Lay pipe. This is a favorite of my current VP, passed down to me by my manager who has been a brilliant mentor Begin setting the stage for what you want to happen months or even years in advance. I have positive momentum just starting to happen now on work that I started a year and a half ago. Pre-sell your ideas as much as you can up, down and sideways. If what you are proposing could be controversial work to make the conversations ‘barely uncomfortable’. This was great feedback my manager gave me in my last review. True change will probably require some slightly tense conversations rather than just going with the flow all of the time, but if you make people too uncomfortable too early they might shut off completely.
Play nice. This is a good general rule for any part of business, but sometimes it can be hard if you feel like others are not including you and your work or valuing it appropriately. Try to let all of that go and find everyway possible to collaborate. Ask people for their thoughts and perspectives on user experience. You will always learn something, at the very least you will learn more about how that person thinks.
Pick your battles. Be okay with not getting your way all of the time. There are times when it will be much better for the long haul to just let some stuff go, even you disagree, even if it contrary to your entire vision. Here is an admission I almost hate to make: I’ve let whole projects launch without pushing for a UX component because I knew that harping on it at that time and circumstance would probably turn people off longer term and I knew that I needed all the support I could get later on for more critical work. The key is knowing which battles to let go, and it’s something I still spend everyday thinking about.

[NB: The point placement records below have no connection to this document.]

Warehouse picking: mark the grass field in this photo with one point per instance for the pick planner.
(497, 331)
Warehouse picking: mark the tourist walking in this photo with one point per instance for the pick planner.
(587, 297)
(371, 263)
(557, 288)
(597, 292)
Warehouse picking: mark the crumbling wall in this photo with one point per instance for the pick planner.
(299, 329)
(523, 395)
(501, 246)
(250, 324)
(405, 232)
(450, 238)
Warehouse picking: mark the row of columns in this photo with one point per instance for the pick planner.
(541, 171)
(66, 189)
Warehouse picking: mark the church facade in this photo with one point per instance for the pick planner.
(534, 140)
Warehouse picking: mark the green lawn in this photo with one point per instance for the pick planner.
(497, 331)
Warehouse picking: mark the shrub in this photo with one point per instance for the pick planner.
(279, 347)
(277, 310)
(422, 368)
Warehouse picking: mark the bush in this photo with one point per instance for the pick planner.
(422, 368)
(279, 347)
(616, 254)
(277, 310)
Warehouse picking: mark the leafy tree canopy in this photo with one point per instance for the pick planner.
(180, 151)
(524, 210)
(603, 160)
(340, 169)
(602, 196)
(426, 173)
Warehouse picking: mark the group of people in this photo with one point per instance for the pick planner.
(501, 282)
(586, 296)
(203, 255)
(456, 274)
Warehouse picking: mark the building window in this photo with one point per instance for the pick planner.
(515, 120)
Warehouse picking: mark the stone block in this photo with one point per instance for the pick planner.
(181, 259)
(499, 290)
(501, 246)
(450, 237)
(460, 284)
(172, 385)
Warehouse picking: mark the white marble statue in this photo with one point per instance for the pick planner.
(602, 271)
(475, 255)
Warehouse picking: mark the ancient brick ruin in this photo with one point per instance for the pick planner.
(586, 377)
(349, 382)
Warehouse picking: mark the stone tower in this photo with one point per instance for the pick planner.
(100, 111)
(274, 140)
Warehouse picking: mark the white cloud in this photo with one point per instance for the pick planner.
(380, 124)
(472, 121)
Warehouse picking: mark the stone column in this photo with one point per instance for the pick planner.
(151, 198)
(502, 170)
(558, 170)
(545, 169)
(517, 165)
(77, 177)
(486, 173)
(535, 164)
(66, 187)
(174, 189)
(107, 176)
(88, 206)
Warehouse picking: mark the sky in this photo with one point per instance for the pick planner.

Strategy and tactics. We have been talking a lot about strategy over the last number of years, and how to get a ‘seat at the strategy table’, but we can’t forget the tactics as well. A lot of Hippos prize results above all else, and you could have the most brilliant strategy in the world, but if you can’t walk the walk they could lose interest. Pride yourself on finding ways to just get something done. Even if it is on something small, it will start to get you noticed as a do-er, and in a world where everyone wants a piece of the strategy pie, sometimes playing the tactics is different enough to get you noticed.
Educate but don’t be pendantic. You may have to teach some Hippos about UX and why it is important. More challenging, you may have to re-teach them.
Use data and analytics. I have to admit; I am not a numbers person and have yet to discover any latent talent for analyzing data. However, in many many organizations, the higher up you get the more you have to care about KPIs and ROI and TCO and all of those financial acronyms. Get comfortable with measuring, analyzing and being accountable!